Ternyata mitranya, Hassan Izzat, licik. Anwar jadi muak. Ia meninggalkan bisnis untuk menjadi tentara lagi. Saat itu teman-temannya sudah menjadi letkol. Anwar harus mulai dari kapten, walaupun tak lama kemudian ia menjadi letkol.
Ia akrab lagi dengan Gamal Abdel Nasser dan Abdel Hakim Amer. Karena Anwar diamat-amati terus, Nasser memintanya agar jangan kentara ikut politik dulu. Pada masa itu organisasi mereka, Perwira Merdeka, sudah kuat.
Anwar tidak setuju revolusi berbentuk pembunuhan politik secara besar-besaran. Rencananya mereka akan mengulingkan raja tahun 1955. Namun, bulan Juli 1952 wartawan teman Nasser memberi bisikan bahwa raja akan mengangkat Mayjen Hussein Sirry Amer menjadi menteri peperangan.
"Habislah kami kalau ia menjadi menteri, sebab ia tahu betul para pemimpin Perwira Merdeka. Jadi kami mengajukan revolusi pada bulan Juli itu juga. Mimpi saya selama bertahun-tahun menjadi kenyataan. Menjelang dinihari tanggal 23 Juli saya mengumumkan di radio kelahiran Revolusi Mesir. Raja Farouk bersedia meninggalkan Mesir."
"Tapi kami belum berpengalaman dan belum siap memerintah. Tak lama kemudian Persaudaraan Muslim menyatakan perang terhadap Dewan Pimpinan Revolusioner. Saya merasa sedih. Saya pun tidak cocok dengan Jenderal Naguib yang kini memimpin Mesir."
Hampir saja Anwar mengajak Jihan pindah ke Libanon. Sebelum keburu pergi, Nasser menjadi presiden berkat plebisit tahun 1956. Dewan Pimpinan Revolusioner yang tadinya dicintai, lalu dibenci, kini dibubarkan. Sementara itu baik AS maupun US menolak memberi senjata kepada Mesir.

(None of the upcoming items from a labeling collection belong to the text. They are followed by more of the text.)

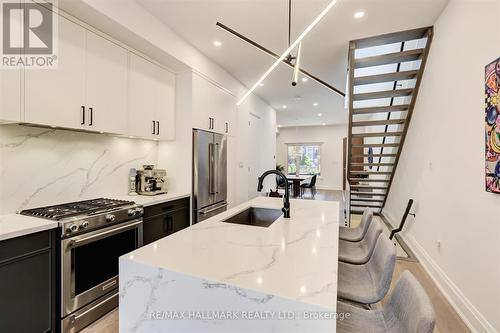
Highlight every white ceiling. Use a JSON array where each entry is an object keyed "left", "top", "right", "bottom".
[{"left": 136, "top": 0, "right": 448, "bottom": 126}]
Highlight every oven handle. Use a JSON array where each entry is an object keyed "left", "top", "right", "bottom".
[{"left": 68, "top": 220, "right": 142, "bottom": 247}]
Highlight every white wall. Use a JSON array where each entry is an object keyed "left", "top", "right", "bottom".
[
  {"left": 0, "top": 125, "right": 158, "bottom": 215},
  {"left": 276, "top": 124, "right": 347, "bottom": 190},
  {"left": 384, "top": 0, "right": 500, "bottom": 332}
]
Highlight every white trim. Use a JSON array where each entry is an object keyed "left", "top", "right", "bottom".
[{"left": 384, "top": 220, "right": 498, "bottom": 333}]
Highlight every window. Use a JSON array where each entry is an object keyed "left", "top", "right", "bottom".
[{"left": 287, "top": 143, "right": 321, "bottom": 175}]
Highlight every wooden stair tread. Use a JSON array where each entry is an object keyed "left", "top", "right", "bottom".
[
  {"left": 351, "top": 204, "right": 382, "bottom": 208},
  {"left": 352, "top": 132, "right": 403, "bottom": 138},
  {"left": 349, "top": 171, "right": 392, "bottom": 174},
  {"left": 349, "top": 178, "right": 391, "bottom": 183},
  {"left": 350, "top": 198, "right": 384, "bottom": 202},
  {"left": 351, "top": 154, "right": 398, "bottom": 158},
  {"left": 351, "top": 162, "right": 394, "bottom": 166},
  {"left": 352, "top": 105, "right": 410, "bottom": 114},
  {"left": 353, "top": 27, "right": 432, "bottom": 49},
  {"left": 354, "top": 49, "right": 425, "bottom": 68},
  {"left": 354, "top": 70, "right": 418, "bottom": 86},
  {"left": 352, "top": 88, "right": 413, "bottom": 101},
  {"left": 352, "top": 118, "right": 406, "bottom": 127}
]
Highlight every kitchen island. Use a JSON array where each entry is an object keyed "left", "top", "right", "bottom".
[{"left": 119, "top": 197, "right": 339, "bottom": 333}]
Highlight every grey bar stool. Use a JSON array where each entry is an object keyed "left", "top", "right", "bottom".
[
  {"left": 339, "top": 220, "right": 382, "bottom": 265},
  {"left": 337, "top": 234, "right": 396, "bottom": 305},
  {"left": 337, "top": 271, "right": 436, "bottom": 333},
  {"left": 339, "top": 207, "right": 373, "bottom": 242}
]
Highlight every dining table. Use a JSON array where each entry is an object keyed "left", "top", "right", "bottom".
[{"left": 286, "top": 175, "right": 307, "bottom": 198}]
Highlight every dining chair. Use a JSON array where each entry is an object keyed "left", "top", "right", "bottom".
[
  {"left": 339, "top": 220, "right": 382, "bottom": 265},
  {"left": 337, "top": 233, "right": 396, "bottom": 305},
  {"left": 339, "top": 207, "right": 373, "bottom": 242},
  {"left": 337, "top": 271, "right": 436, "bottom": 333},
  {"left": 300, "top": 175, "right": 318, "bottom": 199}
]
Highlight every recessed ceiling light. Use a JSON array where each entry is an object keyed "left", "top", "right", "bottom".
[{"left": 354, "top": 11, "right": 365, "bottom": 18}]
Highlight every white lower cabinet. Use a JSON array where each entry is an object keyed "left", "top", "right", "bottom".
[
  {"left": 128, "top": 53, "right": 175, "bottom": 140},
  {"left": 192, "top": 73, "right": 236, "bottom": 135}
]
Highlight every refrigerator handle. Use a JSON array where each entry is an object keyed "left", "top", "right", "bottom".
[
  {"left": 214, "top": 143, "right": 219, "bottom": 194},
  {"left": 208, "top": 143, "right": 215, "bottom": 194}
]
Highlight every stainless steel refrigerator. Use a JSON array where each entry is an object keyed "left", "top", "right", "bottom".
[{"left": 193, "top": 129, "right": 227, "bottom": 223}]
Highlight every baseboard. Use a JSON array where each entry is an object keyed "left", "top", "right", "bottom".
[
  {"left": 316, "top": 185, "right": 342, "bottom": 191},
  {"left": 402, "top": 231, "right": 498, "bottom": 333}
]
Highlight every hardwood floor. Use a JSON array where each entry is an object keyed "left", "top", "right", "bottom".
[{"left": 81, "top": 190, "right": 471, "bottom": 333}]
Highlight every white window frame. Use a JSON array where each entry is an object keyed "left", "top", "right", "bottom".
[{"left": 285, "top": 142, "right": 323, "bottom": 177}]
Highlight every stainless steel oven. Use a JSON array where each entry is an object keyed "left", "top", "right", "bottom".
[{"left": 61, "top": 218, "right": 142, "bottom": 332}]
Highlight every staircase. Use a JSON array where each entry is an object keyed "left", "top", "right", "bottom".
[{"left": 347, "top": 27, "right": 433, "bottom": 214}]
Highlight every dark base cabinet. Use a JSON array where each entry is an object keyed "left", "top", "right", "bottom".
[
  {"left": 0, "top": 230, "right": 56, "bottom": 333},
  {"left": 143, "top": 198, "right": 190, "bottom": 245}
]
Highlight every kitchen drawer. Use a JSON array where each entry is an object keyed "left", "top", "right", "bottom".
[
  {"left": 144, "top": 197, "right": 189, "bottom": 219},
  {"left": 0, "top": 231, "right": 52, "bottom": 263}
]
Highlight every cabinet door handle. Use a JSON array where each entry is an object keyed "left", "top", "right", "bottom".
[
  {"left": 89, "top": 107, "right": 94, "bottom": 126},
  {"left": 80, "top": 105, "right": 85, "bottom": 125}
]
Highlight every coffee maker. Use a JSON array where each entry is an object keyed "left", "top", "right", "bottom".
[{"left": 136, "top": 164, "right": 167, "bottom": 195}]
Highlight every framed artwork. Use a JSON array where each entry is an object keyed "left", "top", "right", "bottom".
[{"left": 484, "top": 58, "right": 500, "bottom": 193}]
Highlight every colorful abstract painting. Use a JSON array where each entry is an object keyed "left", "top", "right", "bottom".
[{"left": 485, "top": 58, "right": 500, "bottom": 193}]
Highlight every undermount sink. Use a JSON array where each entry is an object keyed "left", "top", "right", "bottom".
[{"left": 222, "top": 207, "right": 283, "bottom": 228}]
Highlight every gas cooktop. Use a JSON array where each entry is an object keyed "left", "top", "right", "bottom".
[{"left": 20, "top": 198, "right": 135, "bottom": 221}]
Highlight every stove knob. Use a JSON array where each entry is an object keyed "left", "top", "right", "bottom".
[{"left": 106, "top": 214, "right": 116, "bottom": 222}]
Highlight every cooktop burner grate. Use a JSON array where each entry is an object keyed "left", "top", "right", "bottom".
[{"left": 21, "top": 198, "right": 134, "bottom": 221}]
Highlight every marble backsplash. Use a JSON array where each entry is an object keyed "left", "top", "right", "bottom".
[{"left": 0, "top": 124, "right": 158, "bottom": 215}]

PM Chou En-lai dari RRC membantu Mesir dalam Konferensi Asia-Afrika yang dilaksanakan di Bandung, sehingga US mau juga mempersenjatai Mesir. "Nasser secara emosional memutuskan hubungan dengan AS, Eropa Barat, Arab dan Iran, sehingga teman kami tinggal Rusia."
Nasser, pemimpin yang penuh kharisma itu, meninggal pada bulan September 1970. Sadat yang sudah menjadi wapres, terpilih menggantikannya cuma sekadar pemimpin transisi, sebab selama ini ia tidak terlalu menonjol. Mereka keliru.
Orang yang tidak banyak bicara ini bisa bertindak dengan tegas. Ia lama membuat keputusan, tapi kalau sudah diputuskan, tidak bisa diubah lagi.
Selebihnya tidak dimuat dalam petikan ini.